Tanya Reyes, 43, is a teacher who lives in Altadena with her husband and their children. This transcript is based on a conversation with Reyes, and has been edited for clarity and length.
Reyes: At this moment, I don't feel like I'm making it because of the weight of child care. It's almost half my paycheck.
I have three girls. They're 7, 6, and 3.
I am a teacher. I work with pregnant and parenting teens with the Los Angeles Unified School District. I've been an educator for over 20 years. I was 24 when I started.
I love mothers. I love families. I love to serve people. That is my core love language, right? And I'm so lucky to do a job that genuinely aligns with my purpose.
But 100% like, I'm working two 15-hour days this week. I'm feeding kids every single week. For me, teaching is much more than just “let's grade a test.” Especially the kids that I work with, they need a lot more than that. And so yeah, pay me more, because I'm working hard and I'm volunteering a lot.

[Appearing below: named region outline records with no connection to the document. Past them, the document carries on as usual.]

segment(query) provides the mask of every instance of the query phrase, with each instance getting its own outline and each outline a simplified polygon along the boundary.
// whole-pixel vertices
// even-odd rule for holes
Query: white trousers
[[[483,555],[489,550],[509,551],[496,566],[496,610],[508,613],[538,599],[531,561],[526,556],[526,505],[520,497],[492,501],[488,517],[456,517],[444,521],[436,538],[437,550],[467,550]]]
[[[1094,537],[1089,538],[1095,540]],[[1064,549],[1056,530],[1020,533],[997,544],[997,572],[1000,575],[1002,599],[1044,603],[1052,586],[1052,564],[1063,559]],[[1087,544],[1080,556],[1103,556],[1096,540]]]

I bring in about $5,000 a month. My husband's a plumber, but things have really slowed for him, and I pay for our child care and that kills me.
As a kid who grew up on EBT and food stamps, in one way I'm like, freaking, life is good. Life is good. For my girls, they livin’ a bougie-ass life. My girl livin’ freakin’ good. But I have accumulated credit card debt that I did not have.
And at the same time, I feel very privileged, and I feel very lucky as someone who's coexisted in different class levels.
So I think I hold both things. I hold the self that came from a class where food was not consistent, working vehicles were not consistent. And now I have a lot of those things, but wanting to continue to move forward, I guess, in thinking about homeownership or debt reduction. Those parts, I feel like, oh, wow, this is hard.
So I struggle with saying, “I'm not making it.” According to what? Who defines that for us? I think because I work with poverty, and I have students who don't have food — how dare I say I'm not making it when I got food and safety and clean clothes?
Honestly, I define “making it” like I have safety for my children. Having each other at the end of the day is really what I would define as “making it,” for myself personally. In capitalism, America — maybe not so much.